VPN technology will never be banned, as most companies rely on it heavily, e.g. for remote work. The only thing I could see is ISPs keeping a blacklist of known addresses of commercial VPN providers, but that seems like an uphill battle

[–] sqgl@sh.itjust.works 2 points 3 days ago* (last edited 3 days ago) (1 children)

A company can run their own VPN server. A third party need not be involved. The commercial VPN service providers can therefore be blocked by government without affecting those businesses.

[–] ftbd@feddit.org 1 points 2 days ago (1 children)

Yes. By 'VPN technology' I mean e.g. wireguard, openVPN, which are infeasible to ban since companies probably use the same software stack.

[–] sqgl@sh.itjust.works 1 points 2 days ago (1 children)

I don't know what a software "stack" is but government can packet sniff to see if that kind of software is used but the vendors in this cat and mouse game apparently can sometimes fool the packet sniffers.

China cannot block all VPN's so it is looking good for us geeks. However we need to educate the masses.

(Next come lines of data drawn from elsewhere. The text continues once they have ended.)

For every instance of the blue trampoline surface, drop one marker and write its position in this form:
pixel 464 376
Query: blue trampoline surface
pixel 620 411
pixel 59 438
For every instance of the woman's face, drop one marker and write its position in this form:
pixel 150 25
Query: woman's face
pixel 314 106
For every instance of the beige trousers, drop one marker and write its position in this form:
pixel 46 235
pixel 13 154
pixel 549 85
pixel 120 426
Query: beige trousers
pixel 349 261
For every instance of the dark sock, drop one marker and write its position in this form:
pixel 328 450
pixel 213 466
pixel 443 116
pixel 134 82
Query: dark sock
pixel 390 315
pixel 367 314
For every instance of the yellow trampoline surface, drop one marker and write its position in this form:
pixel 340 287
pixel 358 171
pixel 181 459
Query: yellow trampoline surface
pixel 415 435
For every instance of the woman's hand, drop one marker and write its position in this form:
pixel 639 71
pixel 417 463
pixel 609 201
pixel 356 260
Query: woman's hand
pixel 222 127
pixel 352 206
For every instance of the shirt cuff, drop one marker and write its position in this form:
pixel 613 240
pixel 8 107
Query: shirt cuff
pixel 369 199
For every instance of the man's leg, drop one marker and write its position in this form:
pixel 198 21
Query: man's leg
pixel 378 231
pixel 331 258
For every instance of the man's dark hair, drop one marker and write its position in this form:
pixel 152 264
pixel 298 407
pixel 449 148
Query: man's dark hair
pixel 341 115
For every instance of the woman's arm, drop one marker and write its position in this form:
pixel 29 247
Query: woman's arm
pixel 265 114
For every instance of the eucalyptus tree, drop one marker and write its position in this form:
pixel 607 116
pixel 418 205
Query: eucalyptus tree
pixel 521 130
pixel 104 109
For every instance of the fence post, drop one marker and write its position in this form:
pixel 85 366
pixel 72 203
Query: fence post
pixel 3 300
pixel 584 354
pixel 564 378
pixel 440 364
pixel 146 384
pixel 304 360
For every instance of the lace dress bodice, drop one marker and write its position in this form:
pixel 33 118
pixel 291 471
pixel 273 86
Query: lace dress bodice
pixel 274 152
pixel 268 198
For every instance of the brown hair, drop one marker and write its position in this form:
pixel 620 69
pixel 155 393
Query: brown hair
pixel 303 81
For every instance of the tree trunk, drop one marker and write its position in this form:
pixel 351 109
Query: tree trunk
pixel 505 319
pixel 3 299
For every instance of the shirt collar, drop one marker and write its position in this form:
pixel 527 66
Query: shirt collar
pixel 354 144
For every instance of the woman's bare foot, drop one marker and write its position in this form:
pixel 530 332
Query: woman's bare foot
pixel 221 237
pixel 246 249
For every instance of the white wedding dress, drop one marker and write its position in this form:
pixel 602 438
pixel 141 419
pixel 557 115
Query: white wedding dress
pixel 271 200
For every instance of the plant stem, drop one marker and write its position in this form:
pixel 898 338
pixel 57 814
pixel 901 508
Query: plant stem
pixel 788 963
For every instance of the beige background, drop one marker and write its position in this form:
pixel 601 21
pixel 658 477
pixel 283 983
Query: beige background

[–] utopiah@lemmy.ml 2 points 1 day ago

However we need to educate the masses.

Well that's kind of the earlier point, the working masses already know. What they might not understand is that they can use a VPN outside of the office and how it benefits them.

[–] IphtashuFitz@lemmy.world 2 points 3 days ago

Companies like Akamai already do this to an extent. My employer is an Akamai customer, and they’ve offered this service to us in the past when we saw a lot of malicious traffic originating from commercial VPN providers.

[–] Jason2357@lemmy.ca 1 points 3 days ago

There are already (crappy) ip blocklists available specifically for retail VPN providers. They don't include corporate vpn providers because capitalism. Anonymizing VPN services have limited IP blocks that are easily tracked.